Windows will perform and age differently in different areas of the country. In the Midwest area, homes may face heavy rains, high winds and the possibility of tornadoes. Summers are usually hot and humid, while winters are freezing and icy. Replacing windows involves many decisions.

Here’s what you need to know:

 

Material

Avoid window frames made from conductive materials like aluminum. It may be strong, but they do transfer thermal energy; unless they contain thermal breaks¹. Other materials include vinyl, fiberglass, wood, and clad. So how do you pick which material to use? It really all depends on the look, life and amount of maintenance you want from a window.
Vinyl is low maintenance, durable, and can last a long time. Although, if you are looking to repaint the window down the road, vinyl is not the easiest to paint and could void your warranty.
Fiberglass is a little more pricey than vinyl, but offers even better durability and energy efficiency. It hardly expands and contracts with temperatures meaning less air leakage.
Wood is more for the style and curb appeal. It has an elegant, classic look which makes it more expensive than the others. Wood windows also come with more maintenance; without proper care, the frame can start warping, rotting and chipping.
Clad 
windows are wood on the inside and one of the other materials on the outside. This gives the classic style for inside and the durable, low maintenance outside. These are higher in cost, but they give a home the best of both worlds.

 

Glass is the next important material to look at when replacing windows. Single-pane windows are possibly the worst choice because there not energy efficient at all. Double-pane windows without low-E coatings² or inert gas aren’t going to offer any improved thermal performance as well. Look for windows that are double-pane, but also have either the low-E or inert gas; these will make the windows considerably more energy efficient and worth the money. Check windows to see if they have the energy label from the National Fenestration Rating Council (NFRC). This organization is promoting the energy efficiency standards around the country. 

Know the Label

The NFRC label helps you compare between energy-efficient windows by providing you with energy performance ratings in multiple categories. The categories include: U-factor, Solar Heat Gain Coefficient (SHGC), Visual Transmittance, and Air Leakage.
The U-factor measures how well a product can keep heat from escaping from the inside of a room. The lower the number, the better a product is at keeping heat in. You want this number to be low.
The SHGC measures how well a product can resist unwanted heat gain, which is especially important during summer cooling season. The lower the number, the less you’ll spend on cooling.
The Visual Transmittance measures how well a product is designed to effectively light your home with daylight, potentially saving you money on artificial lighting. The higher the number, the more natural light is let in. You want this number to be high.
The Air Leakage measures how much air will enter a room through a product. The lower the number, the fewer drafts you’ll experience. You want this number to be low.

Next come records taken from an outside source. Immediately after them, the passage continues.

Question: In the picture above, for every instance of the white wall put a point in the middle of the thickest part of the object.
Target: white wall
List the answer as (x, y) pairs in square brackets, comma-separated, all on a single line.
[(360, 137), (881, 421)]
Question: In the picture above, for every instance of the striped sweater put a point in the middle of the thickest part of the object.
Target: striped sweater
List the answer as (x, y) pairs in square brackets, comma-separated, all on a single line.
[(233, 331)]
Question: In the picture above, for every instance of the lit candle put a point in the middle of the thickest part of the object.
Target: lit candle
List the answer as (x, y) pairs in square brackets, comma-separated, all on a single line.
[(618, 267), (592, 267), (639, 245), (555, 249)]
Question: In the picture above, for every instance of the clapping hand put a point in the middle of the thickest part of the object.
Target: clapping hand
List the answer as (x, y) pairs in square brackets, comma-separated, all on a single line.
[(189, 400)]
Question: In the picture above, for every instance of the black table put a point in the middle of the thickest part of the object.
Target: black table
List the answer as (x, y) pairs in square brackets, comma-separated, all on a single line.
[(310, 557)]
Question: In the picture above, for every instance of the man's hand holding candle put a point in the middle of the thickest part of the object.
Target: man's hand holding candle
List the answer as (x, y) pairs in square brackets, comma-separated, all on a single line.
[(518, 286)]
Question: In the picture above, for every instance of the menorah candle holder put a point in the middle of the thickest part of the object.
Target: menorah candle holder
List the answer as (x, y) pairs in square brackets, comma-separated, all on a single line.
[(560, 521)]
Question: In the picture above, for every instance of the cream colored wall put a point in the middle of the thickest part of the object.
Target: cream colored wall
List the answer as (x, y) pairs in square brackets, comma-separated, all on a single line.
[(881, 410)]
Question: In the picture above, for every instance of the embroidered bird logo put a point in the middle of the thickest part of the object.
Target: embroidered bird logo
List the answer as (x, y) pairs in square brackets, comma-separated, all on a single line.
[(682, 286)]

It will depend on where you live to find the best replacement window for your home. After you figure out the materials and NFRC rating that is right for your home, then it is all down to the colors and style you want from there, and the price you are willing to spend. Floyd Glass & Window has many great styles to choose from and special financing options you just can’t pass up!

¹Thermal Break is an element of low thermal conductivity placed in an assembly to reduce or prevent the flow of thermal energy between conductive materials.
²Low-E or Low-emissivity coating is a microscopically thin, transparent coatingit is much thinner than a human hair; that reflects long-wave infrared energy (or heat).  The ability of a material to radiate energy is known as emissivity.